The column begins with a major fallacy:
Between 1990 and 2007, the total mortgage debt held by Americans rose from $2.5 trillion to $10.5 trillion. This rise was part of a societal credit bubble that burst in 2008. To cushion the pain of that collapse, federal authorities decided to replace private debt with public debt.
So he sets up the column by implying that the economic CPR the administration is attempting was made necessary, not by the collapse on Wall Street, but because American homeowners took on too many bad mortgages. While Americans were and remain overextended, that's not the main reason why we're in this mess, and anyone with a brain knows it. If it weren't for the bungling and insane risk-taking on Wall Street, we'd be looking at a recession, not Dust Bowl 2.0.
Then Brooks throws in a quote from de Tocqueville. This is a standard Brooksian tactic: citing a 19th-century scholar to make it seem like he's educated and know what he's talking about. (Does he have a volume of de Tocqueville's collected works on his desk that he opens at random, when the need arises, and selects the first applicable passage he finds? This is how I imagine it.)
In discussing how Obama formulated his plan, Brooks says that "(e)conomists produced models that assumed that government could efficiently spend huge amounts of money, and these models were accepted."
But this misses the point entirely. The question isn't whether the government can allocate money more or less efficiently than private entities. The issue is that private entities are unable or unwilling to spend. In that case, given the circumstances, and regardless of its relative efficiency in allocating capital, the government is forced to spend.
Then he makes up an unnecessary term for how Obama and congressional Democrats, in Brooks' vision of the future, came up with economic policy: "Split Level Technocratic Liberalism."
Onward, to the best part of the column, where Brooks analyzes how, despite the administration's efforts, consumers remained pessimistic:
Cognitive scientists distinguish between normal risk-assessment decisions, which activate the reward-prediction regions of the brain, and decisions made amid extreme uncertainty, which generate activity in the amygdala.
The amygdala! Of course. I should have known the nation's ills would all come down to the amygdala.

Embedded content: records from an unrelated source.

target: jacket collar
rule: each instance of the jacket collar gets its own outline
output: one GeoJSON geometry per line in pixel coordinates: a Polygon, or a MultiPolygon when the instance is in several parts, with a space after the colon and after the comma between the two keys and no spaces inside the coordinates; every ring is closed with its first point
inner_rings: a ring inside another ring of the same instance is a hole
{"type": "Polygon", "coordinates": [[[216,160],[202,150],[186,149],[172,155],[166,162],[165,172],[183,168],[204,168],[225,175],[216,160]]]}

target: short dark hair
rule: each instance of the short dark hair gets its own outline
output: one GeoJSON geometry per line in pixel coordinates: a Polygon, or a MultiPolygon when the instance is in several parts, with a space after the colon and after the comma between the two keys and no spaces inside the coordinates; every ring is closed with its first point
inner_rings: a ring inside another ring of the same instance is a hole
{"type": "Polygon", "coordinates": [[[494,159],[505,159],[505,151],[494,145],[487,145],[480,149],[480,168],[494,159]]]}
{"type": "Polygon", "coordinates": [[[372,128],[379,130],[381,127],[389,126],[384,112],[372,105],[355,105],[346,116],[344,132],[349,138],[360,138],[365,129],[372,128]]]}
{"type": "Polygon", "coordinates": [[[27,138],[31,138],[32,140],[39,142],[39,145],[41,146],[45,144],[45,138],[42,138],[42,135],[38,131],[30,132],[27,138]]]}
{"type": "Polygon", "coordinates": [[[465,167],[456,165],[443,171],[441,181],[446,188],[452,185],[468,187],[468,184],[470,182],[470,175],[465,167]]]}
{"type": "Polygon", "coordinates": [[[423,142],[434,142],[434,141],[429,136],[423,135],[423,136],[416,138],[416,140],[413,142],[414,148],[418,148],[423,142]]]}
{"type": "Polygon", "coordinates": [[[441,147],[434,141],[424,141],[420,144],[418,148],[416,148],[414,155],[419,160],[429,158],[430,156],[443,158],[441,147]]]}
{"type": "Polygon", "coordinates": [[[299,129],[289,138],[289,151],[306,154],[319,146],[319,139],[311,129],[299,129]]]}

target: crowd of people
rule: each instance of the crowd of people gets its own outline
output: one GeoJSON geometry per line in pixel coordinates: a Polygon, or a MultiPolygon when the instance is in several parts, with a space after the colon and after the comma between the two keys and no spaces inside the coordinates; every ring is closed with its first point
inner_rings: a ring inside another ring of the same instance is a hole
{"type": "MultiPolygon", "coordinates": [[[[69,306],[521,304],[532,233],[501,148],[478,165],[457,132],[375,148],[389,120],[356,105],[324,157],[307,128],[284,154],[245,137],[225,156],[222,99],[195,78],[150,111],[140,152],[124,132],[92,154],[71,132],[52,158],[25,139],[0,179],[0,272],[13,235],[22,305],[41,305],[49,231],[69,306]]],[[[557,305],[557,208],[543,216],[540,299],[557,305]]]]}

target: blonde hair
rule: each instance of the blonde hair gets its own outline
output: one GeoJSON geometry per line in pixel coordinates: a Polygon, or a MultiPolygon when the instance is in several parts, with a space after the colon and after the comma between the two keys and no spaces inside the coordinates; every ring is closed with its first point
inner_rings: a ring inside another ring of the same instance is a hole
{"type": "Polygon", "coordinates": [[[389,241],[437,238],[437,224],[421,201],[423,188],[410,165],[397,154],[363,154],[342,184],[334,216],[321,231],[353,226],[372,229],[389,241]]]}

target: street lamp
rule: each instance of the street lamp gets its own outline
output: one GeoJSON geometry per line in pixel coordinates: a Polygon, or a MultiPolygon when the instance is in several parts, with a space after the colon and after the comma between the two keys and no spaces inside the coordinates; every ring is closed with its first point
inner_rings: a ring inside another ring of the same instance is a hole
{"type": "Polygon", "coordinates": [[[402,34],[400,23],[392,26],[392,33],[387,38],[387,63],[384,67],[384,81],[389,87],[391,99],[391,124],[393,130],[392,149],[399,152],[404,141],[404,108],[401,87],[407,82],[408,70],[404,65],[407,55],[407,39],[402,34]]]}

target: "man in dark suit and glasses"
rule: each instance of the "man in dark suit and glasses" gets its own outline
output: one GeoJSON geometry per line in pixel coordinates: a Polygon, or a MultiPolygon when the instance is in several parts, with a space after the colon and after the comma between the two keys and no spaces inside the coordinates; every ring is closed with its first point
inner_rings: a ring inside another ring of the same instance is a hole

I don't have time to look this up, but I'm willing to bet that Brooks has this wrong, simply because the smart money is always on Brooks making something up or, in an attempt to pass himself off as a professor of sociology, mangling or misrepresenting a scientific subject. That's just how the Brookster do's it, baby!
The horrifying rise of the American amygdala has severe consequences, Brooks continues. For instance, Obama won't be able to destroy Social Security "tackle entitlement debt." Gee, that's too bad.
And then he ends the column with perhaps the dullest kicker I've ever seen:
The nation had essentially bet its future on economic models with primitive views of human behavior. The government had tried to change social psychology using the equivalent of leeches and bleeding. Rather than blame themselves, Americans directed their anger toward policy makers and experts who based estimates of human psychology on mathematical equations.
Whoo! That's top-shelf columnisting. Thank you, David, for this sterling contribution to the discussion.